Definitely one of those hate it or love it books.


----------



## Simon Haynes (Mar 14, 2011)

Green-eyed jealousy. Most of the one-star reviews were probably left by people who've written technically-perfect novels which have failed to find an audience.


----------



## Ann in Arlington (Oct 27, 2008)

Simon Haynes said:


> Green-eyed jealousy. Most of the one-star reviews were probably left by people who've written technically-perfect novels which have failed to find an audience.

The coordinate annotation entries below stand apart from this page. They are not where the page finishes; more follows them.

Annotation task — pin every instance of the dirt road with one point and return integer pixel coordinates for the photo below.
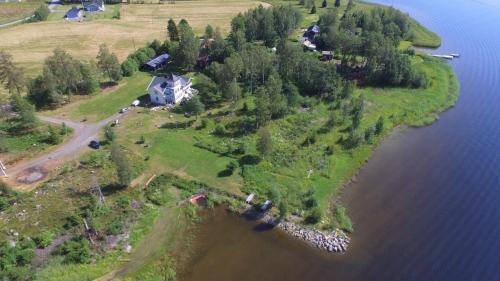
(24, 174)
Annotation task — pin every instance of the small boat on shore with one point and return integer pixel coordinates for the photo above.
(443, 57)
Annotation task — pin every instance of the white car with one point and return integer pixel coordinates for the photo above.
(266, 205)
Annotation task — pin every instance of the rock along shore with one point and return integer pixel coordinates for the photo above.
(334, 241)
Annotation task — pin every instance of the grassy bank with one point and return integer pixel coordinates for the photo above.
(105, 103)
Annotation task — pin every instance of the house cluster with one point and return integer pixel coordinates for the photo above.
(77, 14)
(171, 89)
(309, 40)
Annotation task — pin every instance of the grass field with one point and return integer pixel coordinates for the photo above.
(104, 104)
(31, 43)
(14, 11)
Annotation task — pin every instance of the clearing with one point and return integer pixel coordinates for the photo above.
(31, 43)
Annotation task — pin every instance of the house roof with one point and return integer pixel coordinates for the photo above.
(161, 83)
(98, 3)
(159, 60)
(314, 28)
(74, 12)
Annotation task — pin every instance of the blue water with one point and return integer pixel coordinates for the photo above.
(425, 207)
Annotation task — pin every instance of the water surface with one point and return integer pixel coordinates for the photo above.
(425, 207)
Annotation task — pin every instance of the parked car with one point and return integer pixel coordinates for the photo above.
(94, 144)
(266, 205)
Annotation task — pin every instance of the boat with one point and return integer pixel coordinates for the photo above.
(443, 57)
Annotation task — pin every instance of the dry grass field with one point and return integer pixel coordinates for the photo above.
(31, 43)
(14, 11)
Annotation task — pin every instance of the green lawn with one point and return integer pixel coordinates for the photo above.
(173, 150)
(105, 104)
(423, 36)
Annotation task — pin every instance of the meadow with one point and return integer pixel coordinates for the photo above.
(31, 43)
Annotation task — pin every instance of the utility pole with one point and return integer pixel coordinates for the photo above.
(97, 189)
(3, 169)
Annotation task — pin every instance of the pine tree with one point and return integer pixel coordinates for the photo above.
(108, 63)
(264, 142)
(313, 10)
(123, 168)
(173, 33)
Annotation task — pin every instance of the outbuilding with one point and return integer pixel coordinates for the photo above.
(327, 55)
(74, 14)
(156, 63)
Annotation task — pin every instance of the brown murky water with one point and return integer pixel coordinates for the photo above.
(425, 207)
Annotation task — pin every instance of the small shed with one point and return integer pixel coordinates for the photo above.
(156, 63)
(327, 55)
(250, 198)
(74, 14)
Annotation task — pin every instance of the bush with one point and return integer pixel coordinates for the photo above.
(343, 219)
(115, 227)
(41, 13)
(315, 215)
(43, 239)
(129, 67)
(53, 137)
(3, 145)
(220, 130)
(4, 203)
(76, 250)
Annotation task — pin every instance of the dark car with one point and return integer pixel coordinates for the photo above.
(95, 144)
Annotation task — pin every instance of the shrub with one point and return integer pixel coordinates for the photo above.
(3, 145)
(43, 239)
(315, 215)
(4, 203)
(53, 137)
(129, 67)
(116, 226)
(379, 126)
(220, 130)
(76, 250)
(41, 13)
(343, 219)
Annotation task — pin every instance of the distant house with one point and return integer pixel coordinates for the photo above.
(172, 89)
(327, 55)
(93, 6)
(308, 45)
(312, 32)
(156, 63)
(202, 61)
(74, 14)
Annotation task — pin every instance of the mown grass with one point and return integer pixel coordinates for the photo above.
(31, 43)
(104, 104)
(423, 36)
(18, 10)
(173, 150)
(27, 145)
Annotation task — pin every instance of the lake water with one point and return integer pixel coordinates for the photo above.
(425, 207)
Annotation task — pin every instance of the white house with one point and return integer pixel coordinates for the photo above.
(171, 89)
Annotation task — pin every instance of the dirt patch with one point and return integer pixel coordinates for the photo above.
(32, 175)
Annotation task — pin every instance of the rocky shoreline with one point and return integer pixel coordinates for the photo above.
(331, 241)
(334, 241)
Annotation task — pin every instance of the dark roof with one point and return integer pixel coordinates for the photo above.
(314, 28)
(92, 8)
(73, 13)
(159, 60)
(97, 3)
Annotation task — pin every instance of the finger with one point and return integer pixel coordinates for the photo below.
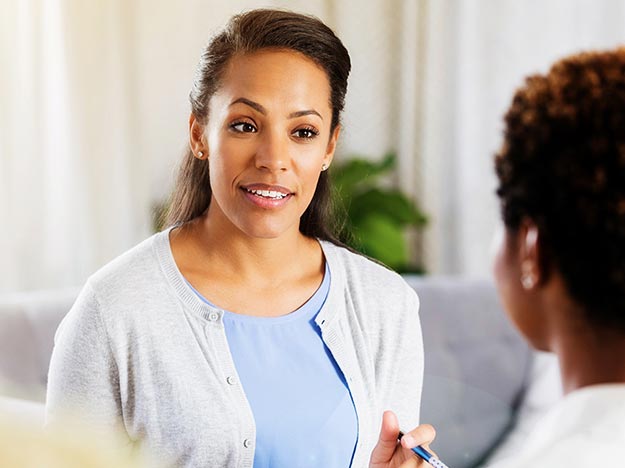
(387, 442)
(421, 435)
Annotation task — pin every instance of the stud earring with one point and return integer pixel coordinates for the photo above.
(528, 280)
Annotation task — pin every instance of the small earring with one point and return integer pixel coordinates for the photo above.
(528, 279)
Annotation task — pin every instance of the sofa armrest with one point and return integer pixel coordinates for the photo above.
(476, 366)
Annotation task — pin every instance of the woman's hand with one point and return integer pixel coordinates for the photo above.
(391, 453)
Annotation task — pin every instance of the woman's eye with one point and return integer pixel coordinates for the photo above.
(243, 127)
(306, 133)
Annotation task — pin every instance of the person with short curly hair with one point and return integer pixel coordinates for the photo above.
(560, 265)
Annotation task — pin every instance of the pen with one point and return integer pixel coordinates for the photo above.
(424, 454)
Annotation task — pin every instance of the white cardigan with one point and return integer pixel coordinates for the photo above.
(141, 349)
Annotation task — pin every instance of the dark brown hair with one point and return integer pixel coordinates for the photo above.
(247, 33)
(562, 165)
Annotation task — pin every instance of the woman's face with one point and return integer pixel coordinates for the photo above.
(267, 139)
(519, 303)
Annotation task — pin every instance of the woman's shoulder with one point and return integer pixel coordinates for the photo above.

Or maybe they were written by readers who expect something more. . . .and who also, incidentally, find it distasteful when authors assume negative reviews are only left by other jealous authors. Readers who find authors distasteful. . . .for whatever reason. . . .don't read their books.

Obviously I have no idea what book this is -- and, no, it is NOT appropriate for it to be posted here -- but if it was one I was considering, I can make my own judgements about the relative value of the reviews, positive or negative.


----------



## Betsy the Quilter (Oct 27, 2008)

Simon Haynes said:


> Green-eyed jealousy. Most of the one-star reviews were probably left by people who've written technically-perfect novels which have failed to find an audience.

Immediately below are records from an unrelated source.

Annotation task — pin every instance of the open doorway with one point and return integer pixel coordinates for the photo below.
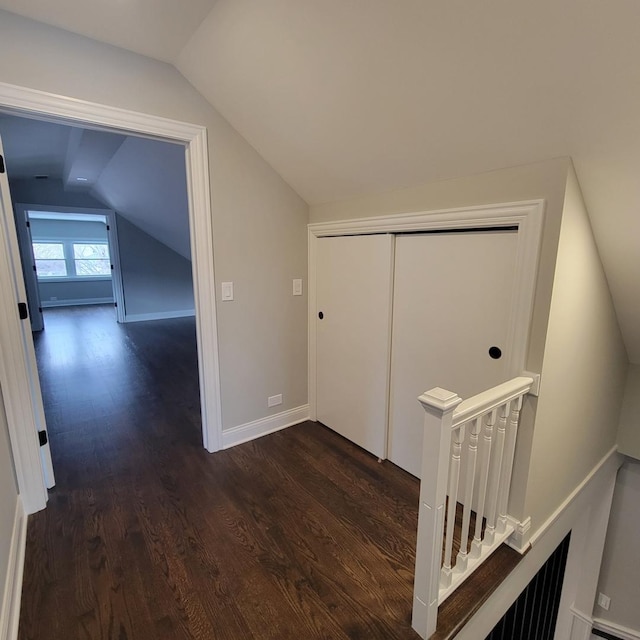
(71, 262)
(23, 396)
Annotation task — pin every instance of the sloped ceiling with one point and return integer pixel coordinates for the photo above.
(143, 180)
(353, 98)
(346, 98)
(155, 28)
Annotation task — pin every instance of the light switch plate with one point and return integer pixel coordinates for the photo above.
(227, 291)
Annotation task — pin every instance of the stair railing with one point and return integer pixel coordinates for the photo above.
(467, 462)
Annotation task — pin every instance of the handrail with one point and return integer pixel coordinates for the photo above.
(478, 405)
(468, 453)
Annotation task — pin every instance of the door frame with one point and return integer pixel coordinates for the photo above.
(25, 102)
(527, 216)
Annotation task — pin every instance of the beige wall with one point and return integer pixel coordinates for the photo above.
(259, 222)
(542, 180)
(629, 430)
(621, 561)
(8, 495)
(584, 368)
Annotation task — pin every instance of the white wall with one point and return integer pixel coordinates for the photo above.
(575, 341)
(8, 496)
(629, 429)
(259, 222)
(145, 181)
(621, 561)
(543, 180)
(49, 192)
(584, 369)
(155, 279)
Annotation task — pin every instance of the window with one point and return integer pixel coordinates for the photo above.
(50, 262)
(70, 259)
(91, 259)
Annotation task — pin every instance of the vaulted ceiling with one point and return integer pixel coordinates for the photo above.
(353, 97)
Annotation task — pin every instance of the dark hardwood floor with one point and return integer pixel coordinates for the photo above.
(298, 535)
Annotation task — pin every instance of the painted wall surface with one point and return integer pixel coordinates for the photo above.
(87, 290)
(621, 562)
(145, 182)
(584, 369)
(259, 222)
(155, 279)
(543, 180)
(629, 429)
(8, 493)
(49, 192)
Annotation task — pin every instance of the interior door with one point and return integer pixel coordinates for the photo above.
(27, 340)
(29, 271)
(353, 284)
(453, 296)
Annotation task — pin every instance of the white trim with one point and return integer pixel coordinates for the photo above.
(580, 625)
(77, 302)
(32, 103)
(159, 315)
(624, 633)
(611, 457)
(10, 612)
(264, 426)
(596, 492)
(527, 216)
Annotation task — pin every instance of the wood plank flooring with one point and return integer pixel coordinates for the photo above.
(299, 534)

I'm sure that explains the one-star reviews Shakespeare has received on Amazon. Damn Christopher Marlowe! 

Betsy


----------



## Simon Haynes (Mar 14, 2011)

I did say 'most' and 'probably', and I was referring to this specific title where the OP mentioned the U-shaped curve of the reviews. (Mostly 5 or 1 with little in between)

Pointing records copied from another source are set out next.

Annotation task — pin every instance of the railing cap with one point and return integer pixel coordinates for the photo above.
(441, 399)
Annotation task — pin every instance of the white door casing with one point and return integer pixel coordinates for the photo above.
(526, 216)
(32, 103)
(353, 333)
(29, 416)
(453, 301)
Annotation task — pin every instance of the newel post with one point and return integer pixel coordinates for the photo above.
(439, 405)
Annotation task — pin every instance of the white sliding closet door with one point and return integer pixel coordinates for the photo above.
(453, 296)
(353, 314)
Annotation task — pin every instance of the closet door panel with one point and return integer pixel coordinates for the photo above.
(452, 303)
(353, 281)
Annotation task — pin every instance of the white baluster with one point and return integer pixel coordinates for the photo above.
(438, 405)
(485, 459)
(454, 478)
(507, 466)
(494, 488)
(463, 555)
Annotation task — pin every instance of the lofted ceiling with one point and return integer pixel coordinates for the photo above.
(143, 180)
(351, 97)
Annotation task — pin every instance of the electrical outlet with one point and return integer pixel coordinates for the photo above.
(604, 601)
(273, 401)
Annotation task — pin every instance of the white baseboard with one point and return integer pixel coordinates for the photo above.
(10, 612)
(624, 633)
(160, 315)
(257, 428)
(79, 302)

I advanced my theory to explain something posted here as 'not normal'. That's all it was. I didn't say all one-star reviews on all (or even any other) listings were down to jealousy.

I apologise for not being clearer, but that's how I meant it.


----------



## Simon Haynes (Mar 14, 2011)

Betsy the Quilter said:


> I'm sure that explains the one-star reviews Shakespeare has received on Amazon. d*mn Christopher Marlowe!
> 
> Betsy


High school students forced to read Greate Workes ;-) <- forgot that last time.


----------



## DYB (Aug 8, 2009)

Betsy the Quilter said:


> Almost any best seller will have a range of reviews from one star to five stars, including Shakespeare. No book is for everyone. I found _The DaVinci Code_ ordinary and was surprised at the status it achieved.
> 
> Betsy


I gave it a one star review. And nope, I am not a writer.


----------



## QuantumIguana (Dec 29, 2010)

The book does have an unusually high percentage of 1-star reviews. But that just shows that opinions are widely divided on the book; some love it, some hate it. I have no intention of reading it, but the author must be doing soemthing right, a lot of people enjoyed it.


----------



## history_lover (Aug 9, 2010)

Bestsellers often wind up as "love it or hate it". If they weren't hyped up so much as bestsellers, the people who dislike them probably wouldn't be quite so passionate about it. But it's like we feel as though we have to counter all that hype with equal amounts of negativity.


----------



## MEPurfield (Mar 3, 2011)

Seems like when people hate something they do with such passion. Wish that when they love something they would have the same.

Mike


----------



## history_lover (Aug 9, 2010)

MEPurfield said:


> Seems like when people hate something they do with such passion. Wish that when they love something they would have the same.
> 
> Mike


I do.


----------



## Patrick Skelton (Jan 7, 2011)

Ouch...that's painful!


----------



## Alton Bock (Mar 13, 2012)

There are also plenty of people out there that just want to hate what everyone else loves. They want to take the contrary position to the masses. For a movie example of this: Think of your own friends who refused to see "Titanic" just because it was so popular and everyone told them to see it.


----------



## Atunah (Nov 20, 2008)

Alton Bock said:


> There are also plenty of people out there that just want to hate what everyone else loves. They want to take the contrary position to the masses. For a movie example of this: Think of your own friends who refused to see "Titanic" just because it was so popular and everyone told them to see it.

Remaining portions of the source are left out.